Oral therapies are convenient for patients but not without risks

Many oral therapies for cancer have a high potential for interactions with other drugs and food creating a ‘delicate balancing act’ for health care professionals to negotiate with their patients.

According to pharmacist Gail Rowan, from the Medicines Information Service at Peter MacCallum Cancer Centre, less direct supervision of oral drug administration also contributed to the ‘potential for misadventure’.

Speaking at the Clinical Oncological Society of Australia (COSA) Annual Scientific Meeting in Sydney, Ms Rowan said drug interactions could both compromise a patient’s response to therapy and increase toxicities.

“A lot of the new agents have potentially high interaction profiles based on the way they are metabolised. With breast cancer for example, everolimus is metabolised through the major liver enzyme pathways Cyt3A4 but also through a transporter system called P-glycoprotein.”

“On the surface, any other drug that affects how Cyt3A4 works will potentially interact with everolimus. But what the data shows is you have to have a drug that interacts with both the Cyt3A4 and the P-glycoprotein for it to become a clinically significant interaction.”

She said everolimus can circumvent its normal route of metabolism when given with drugs that only interact with Cyt3A4.

“But when we put it with a drug that we know inhibits both Cyt3A4 and P-glycoprotein then everolimus can’t circumvent that system so we see a clinically significant change in everolimus levels which causes increased toxicity.”

“We see a lot of this in patients with heart failure or other cardiac disease.”

“It’s something that everyone needs to think about and more so now we are using a lot more of these oral agents.”

Trouble at home

Ms Rowan said the fact patients were taking these medications at home also created some complexities.

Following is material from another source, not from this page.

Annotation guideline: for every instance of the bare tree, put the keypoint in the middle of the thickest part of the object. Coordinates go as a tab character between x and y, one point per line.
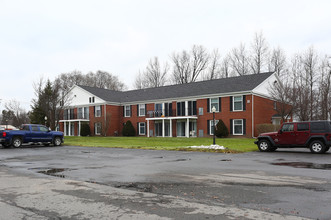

“Now if we had them in the hospital and we give them an intravenous drug, then we know exactly what is happening and we follow up with them more frequently as they are coming back every two to three weeks for a dose.”

“Often when they’re on oral agents, patients are not being seen as often and we’re not asking as often or following-up with the patients if they have had any problems or interactions.”

She said some patients didn’t like to report side effects in case it was deemed that the drug wasn’t appropriate for them.

“It’s obviously very unlikely but a fear factor for patients. Compliance can be another issue. When they are taking an oral tablet at home, we rely on patients taking the drug or taking it as directed to maximise the effect.”

Ms Rowan said slip-ups were bound to happen with some drugs such as sorafenib taken on an empty stomach and others such as imatinib taken with food to regulate drug absorption.

“It can get complicated and increases confusion for the patient if we have different rules for different drugs.”

She said a breast cancer protocol combining multiple tablets of lepatinib on an empty stomach and capecitabine with food was one such example.

Dose unit packing didn’t always help because it only separated drugs into morning and night.

“We can set up a diary for patients or smartphone reminders to remember their regimen.”

“We’re also trying to moderate for patients by saying, well it’s best taken on an empty stomach but if the patient isn’t tolerating it then we can give it with food but with a smaller dose.”

Ms Rowan said potential drug interactions were everybody’s responsibility.

“Obviously an oncologist needs to consider what drugs the patient is already on for other conditions as other specialists need to consider what drugs patients are on for their cancer.”